30-year Texas death row prisoner dies of natural causes

LIVINGSTON, Tex. – A condemned killer who left a bloody trail of bodies across Texas in 1983 has died on death row of natural causes, state prison authorities report.

Raymond Martinez, 71, was saved from execution once by jury selection issues and twice by court appeals tied to his mental capacity. He had been diagnosed paranoid schizophrenic with an IQ of 65.

Prison officials said they found Martinez unresponsive in his death row cell Wednesday morning during a routine bed check. Efforts to resuscitate him failed. 

Martinez was sentenced to death in 1984 for the murder of a Houston saloon owner a year earlier during a robbery. He fled afterward to Fort Worth where authorities said he shot to death his sister and her boyfriend. They said he then killed a prostitute before being apprehended.

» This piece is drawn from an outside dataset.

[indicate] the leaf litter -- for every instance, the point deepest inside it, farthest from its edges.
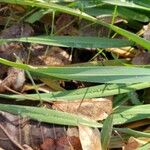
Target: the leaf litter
(25, 133)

He was one of the longest serving death row prisoners in Texas history.

Kenneth Williams, Martinez’s court-appointed attorney, told the Houston Chronicle it was a “sad, tragic story. It’s unfortunate that the system doesn’t deal with a person like him better.”

Legal appeals resulted in his conviction being overturned in 1988 due to an error during jury selection. He was tried again the next year and again convicted and sentenced to death. But his execution was set aside by an appeals court in 2006 because the judge didn’t allow the second jury to consider his mental illness.

In 2009, another jury sent him to death row for a third time. That verdict was under appeal to the U.S. Circuit Court of Appeals in Texas on mental disability arguments when he died of natural causes.

“There was a decent chance that the ruling would have gone in his favor,” attorney Williams told the Houston Chronicle. “It was pretty obvious to me he was a seriously mentally ill person.”

Martinez’s mental health and criminal record dated to his teen years, serving two years in prison in 1964 for burglary, and then being committed to a state mental hospital three different times. In 1967 a jury found him not guilty by reason of insanity on another burglary charge.

But two years later he was sent back to prison for 14 years for armed robbery and jail breaking. He was released seven months before his murder spree that started in Houston and ended in the Fort Worth area.

But Martinez never saw the inside of the Texas death chamber.